I miss you. I miss you so much that it hurts; literally. I've been dealing with stomach pains, anxiety, headaches, extreme heat conditions and worse of all; rough toilet paper. My butt and my heart have taken a beating and I am sitting here counting down the days until I can come back for good. However, I know that I am here to better myself in the long run, but does it really have to take so long? I miss the city and the cell phone service, I miss my own bed and my friends, and most importantly I miss my strange family and all of their kooky quirks.
When I decided that a college not super close to home was the right choice for me, I clearly didn't think it through fully. I must have forgotten that I can only use wifi to text out here, or that the dorm rooms are usually set at a temperature of "hot as balls." It must have slipped my mind that I love the constant on the go life, and that I like shopping as well as laying in my normal height bed while watching t.v. or reading a book on my phone; that doesn't lose internet service every five minutes. However, I know that all this isolation and distance is only bringing me one step closer to my future filled with happiness and friends, as well as success.

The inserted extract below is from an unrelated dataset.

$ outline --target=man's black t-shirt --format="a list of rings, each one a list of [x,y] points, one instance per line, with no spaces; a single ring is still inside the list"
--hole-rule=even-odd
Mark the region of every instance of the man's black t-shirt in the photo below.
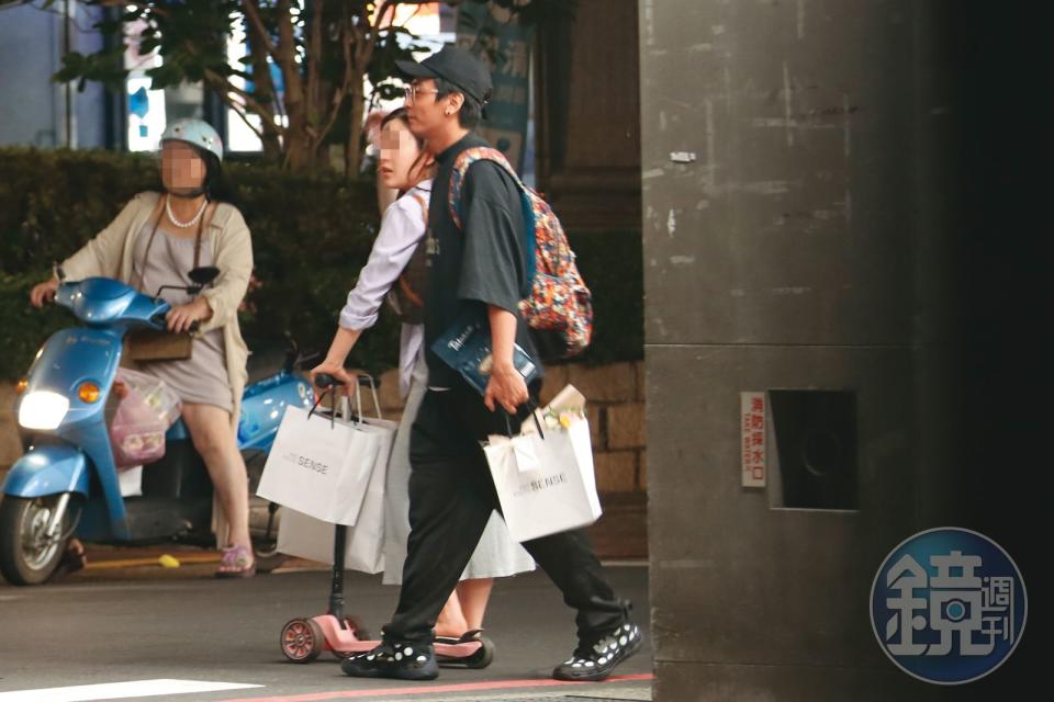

When I packed up and left I must have forgotten that I like having a car to drive and street lights to help me see at night. It seemed to have completely passed me that I am used to the life that occurs when living in the city. I am accustomed to the constant noise and lack of fields, the ability to walk to the closest store and meet a friend for lunch. I live for the ability to meet at the mall and walk around while doing nothing other than chatting and window shopping. I liked knowing almost everyone at my school because I've spent the past 13 years with most of them. However, I know that despite my need for familiarity and my constant ache for all the friendships that have been severed due to vast amounts of distance, I am only on the verge of greatness with my whole life ahead of me.

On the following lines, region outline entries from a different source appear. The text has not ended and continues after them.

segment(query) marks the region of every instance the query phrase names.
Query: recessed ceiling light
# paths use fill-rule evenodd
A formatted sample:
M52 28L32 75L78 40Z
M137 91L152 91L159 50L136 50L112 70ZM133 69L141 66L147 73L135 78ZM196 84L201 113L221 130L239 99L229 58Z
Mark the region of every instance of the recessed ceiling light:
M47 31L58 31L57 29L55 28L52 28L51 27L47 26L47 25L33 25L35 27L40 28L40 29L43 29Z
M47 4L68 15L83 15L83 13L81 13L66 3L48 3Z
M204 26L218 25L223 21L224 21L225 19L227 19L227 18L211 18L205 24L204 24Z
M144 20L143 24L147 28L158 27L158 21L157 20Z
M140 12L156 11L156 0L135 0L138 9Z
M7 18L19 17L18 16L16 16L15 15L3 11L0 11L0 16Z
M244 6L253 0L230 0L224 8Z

When I headed out the door with my bags in hand, I seemed to have forgotten that I am used to fighting with my siblings for the front seat all the time. When I started to set up my new room, I must have forgot that I am used to having to say "shut my door when you leave" because I realized they won't be coming in and out of my room anymore. When I hugged my family "goodbye" I didn't seem to realize how long "hello" would take to return again. However, I know that despite how much I miss them, and how much I wish I was home, I am making them proud by being here, by trying new things and taking on the world by myself. But I know that if I did decide to go home, to start over somewhere new, change my life direction; they would continue to be proud of me, they would respect me and love me anyway; I didn't forget that much.
So even though I want to go home really bad, even though I am tired of anxiety and extreme heat, I will tough it out until at least the end of this semester, because I am trying to make something of myself, trying to create a future for myself. Even though I'm seriously really tired of the lack of cell service and the rough toilet paper; over it, so over it.